Kaveh Cope-Lahooti
The Information Commissioner’s Office (ICO) announced, on 9th July, its intention to fine Marriott International, a hotel chain, over £99m, following an investigation into a major data breach last year. This update occurs the same week that the ICO had issued a similar notice to fine British Airways (BA) over £183m in relation to a data breach, which are the ICO’s first investigations under the GDPR to produce monetary penalties.
Large fines and ‘delayed reactions’
In particular, the high value of the fines (in comparison to the ICO’s investigations over the previous few months) is due to the fact that data breaches that occurred after the GDPR entered into force (in May 2018) are being discovered or reported, meaning that the GDPR-level of fines can now be applied by regulators. In particular, in Marriott’s case, this involved a November 2018 revelation of a hack into collected by Starwood, a hotel chain it acquired in 2016, that exposed 339 million guest records. In BA’s case, the data breach related to a security vulnerability on BA’s booking website that involved 500,000 customers’ details being exfiltrated by cyber attackers, in June-September 2018. In both cases, large datasets including customers’ personal information and card details were affected, which were clearly targeted by financially-motivated criminals.
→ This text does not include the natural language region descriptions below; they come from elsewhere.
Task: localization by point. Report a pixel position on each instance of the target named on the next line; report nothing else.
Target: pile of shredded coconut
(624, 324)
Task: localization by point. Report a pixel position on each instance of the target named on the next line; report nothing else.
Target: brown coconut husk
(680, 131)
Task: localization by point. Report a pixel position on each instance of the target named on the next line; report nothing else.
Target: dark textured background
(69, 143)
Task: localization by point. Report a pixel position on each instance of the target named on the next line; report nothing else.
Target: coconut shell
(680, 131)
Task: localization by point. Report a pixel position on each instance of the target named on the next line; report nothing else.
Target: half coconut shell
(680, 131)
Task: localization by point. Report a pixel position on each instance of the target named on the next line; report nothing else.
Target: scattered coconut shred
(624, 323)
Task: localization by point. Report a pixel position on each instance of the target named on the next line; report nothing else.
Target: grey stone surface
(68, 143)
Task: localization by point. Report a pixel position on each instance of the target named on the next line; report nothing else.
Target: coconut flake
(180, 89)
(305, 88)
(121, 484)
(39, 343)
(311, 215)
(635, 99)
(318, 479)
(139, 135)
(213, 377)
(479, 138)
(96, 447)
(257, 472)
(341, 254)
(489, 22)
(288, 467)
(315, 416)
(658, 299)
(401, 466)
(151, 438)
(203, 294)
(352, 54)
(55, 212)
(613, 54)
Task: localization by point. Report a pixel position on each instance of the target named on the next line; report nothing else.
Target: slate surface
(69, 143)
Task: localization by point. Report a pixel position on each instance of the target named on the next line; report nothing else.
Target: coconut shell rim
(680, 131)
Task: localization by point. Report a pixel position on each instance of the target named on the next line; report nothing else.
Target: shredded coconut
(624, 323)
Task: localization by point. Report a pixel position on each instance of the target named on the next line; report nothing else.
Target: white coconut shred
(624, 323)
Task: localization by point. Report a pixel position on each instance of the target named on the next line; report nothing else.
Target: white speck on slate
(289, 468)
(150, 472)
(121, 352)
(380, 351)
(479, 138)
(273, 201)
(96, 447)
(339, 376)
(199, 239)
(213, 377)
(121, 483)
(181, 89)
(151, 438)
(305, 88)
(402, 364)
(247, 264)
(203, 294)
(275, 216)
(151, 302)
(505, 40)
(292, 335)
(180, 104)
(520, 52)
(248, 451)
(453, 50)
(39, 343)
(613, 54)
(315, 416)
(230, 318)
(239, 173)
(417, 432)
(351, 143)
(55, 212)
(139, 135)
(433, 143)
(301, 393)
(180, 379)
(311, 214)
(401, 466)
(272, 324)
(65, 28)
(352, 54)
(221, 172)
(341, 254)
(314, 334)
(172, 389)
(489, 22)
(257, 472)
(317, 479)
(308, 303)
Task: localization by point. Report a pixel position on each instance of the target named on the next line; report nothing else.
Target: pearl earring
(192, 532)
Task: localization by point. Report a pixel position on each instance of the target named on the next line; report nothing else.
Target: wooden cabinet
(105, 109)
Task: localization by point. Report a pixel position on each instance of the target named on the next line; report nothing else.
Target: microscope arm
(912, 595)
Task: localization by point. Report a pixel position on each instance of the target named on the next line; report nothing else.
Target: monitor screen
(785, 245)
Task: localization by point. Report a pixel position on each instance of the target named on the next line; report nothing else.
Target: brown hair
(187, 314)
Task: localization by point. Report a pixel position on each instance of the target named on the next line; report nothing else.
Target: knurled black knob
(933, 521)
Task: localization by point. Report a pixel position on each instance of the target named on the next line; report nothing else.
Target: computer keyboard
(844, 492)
These breaches bring into sharp relief the fact that large stores of data, particularly those involving financial information, are likely to be particular targets for hackers. Both companies were slow to identify or detect the data breaches – with BA, for example, the loss of information through bookings was discovered two weeks after it occurred. Considering Marriott, the data breach was only uncovered in late 2018, despite the company being acquired in 2016, and the leak of the data actually beginning as early as 2014.
In particular, in addition to maintaining internal data security, Marriott’s data breach is a stark reminder to organisations that examining data protection governance should remain a core part of due diligence when acquiring a new organisation. In particular, organisations should check for evidence of data mapping activities (including insecure locations where it could be stored or collected from), records of previous security incidents or data breaches and action taken, and any third parties to whom data is provided as sources of potential reputational and compliance risks to the buyer. The absence of any such governance or self-assessment should represent an immediate red flag.
Conclusion
As both cases were high-profile data breaches that the ICO could not possibly ignore (both Marriott and BA took steps to notify their customers and investors of the loss of information), they do not tell us much about its upcoming enforcement strategy. However, they do signal that the ICO will not be reticent to apply penalties up to the 2% of global turnover permitted for security lapses and 4% for wider governance failures, under the GDPR. Nevertheless, both organisations still have the right to make representations which may reduce the fines, and the ICO’s final monetary penalty notice how the penalties were calculated.